The community agreed to take on the responsibility of tending to the dead, and David says that as a whole it went through a process of maturation.  He equates the formation of the chevra kadisha with Ansche Chesed’s move to adulthood.  But in the subsequent years, though the chevra has grown, it’s only grown older.  The chevra leadership is looking to pass the reins soon.

The newcomers range from early twenties to early seventies, and they’ve been waiting to fire off questions.  Is anyone ineligible for tahara? (Only members of the immediate community or their family members.)  What time of day do they most often schedule it?  (Late at night or early in the morning, whenever people are available.)  How exactly do you train or prepare for it?  Everyone at the table has an answer for this last question, and most of them translate to “you can’t.”

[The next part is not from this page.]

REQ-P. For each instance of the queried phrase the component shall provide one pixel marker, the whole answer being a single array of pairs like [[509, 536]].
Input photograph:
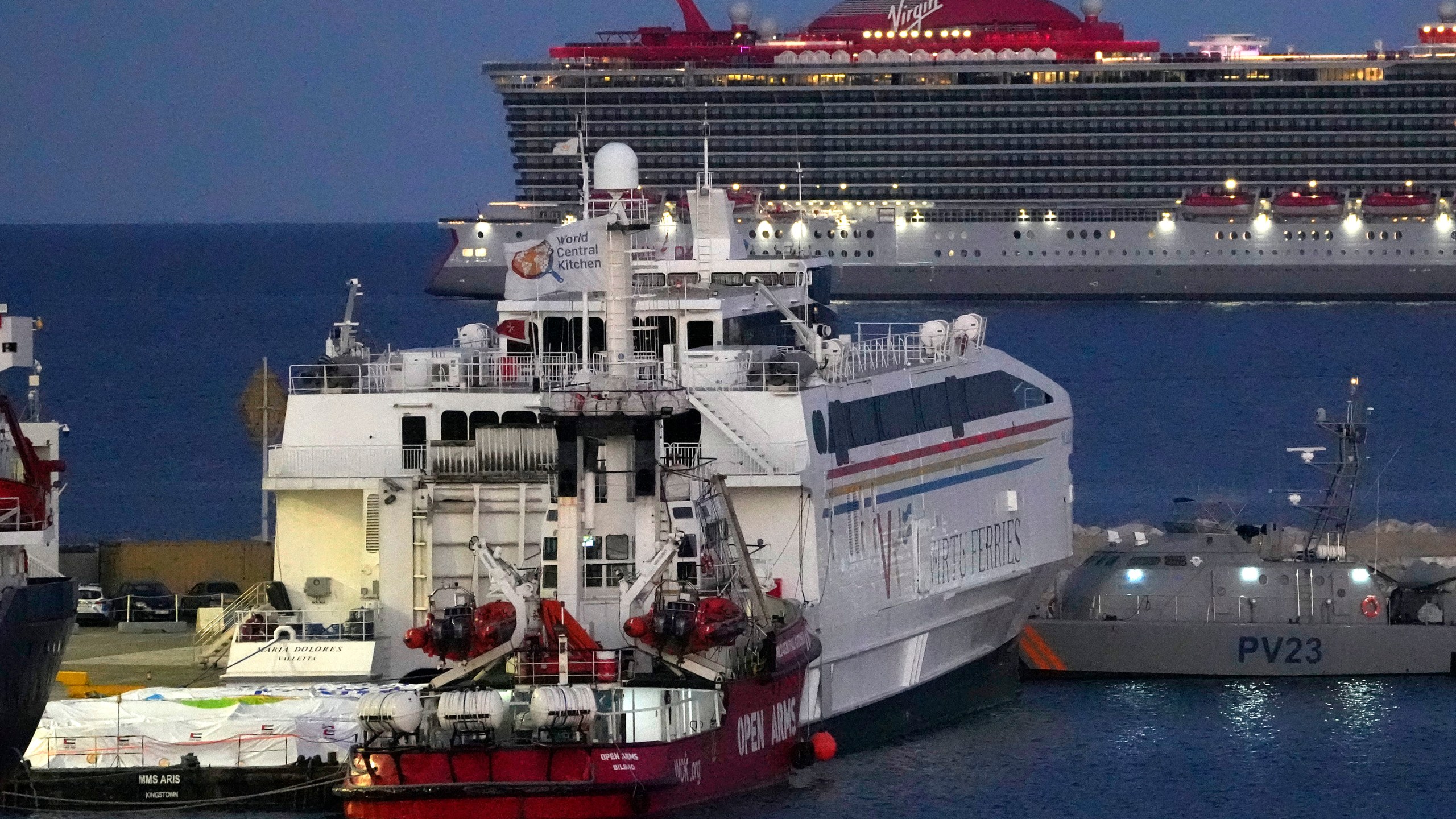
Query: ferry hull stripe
[[937, 467], [938, 484], [940, 448]]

The chevra kadisha hosts training a couple times a year, but they have no body for demonstration.  The procedures are simple.  The difficult aspect, being in the presence of a corpse, holding it respectfully and gently in your hands – the only way to learn that is by doing.  One woman says they once considered getting a “Resusci-Annie,” the same dummy used in life-saving exercises, but they cost an absurd amount.  Besides, says David, the technical details are minor, and what people most need to prepare for is “the fundamental aspect of being with a person no longer spiritually active.  A ‘Resusci-Annie’ can’t do that.”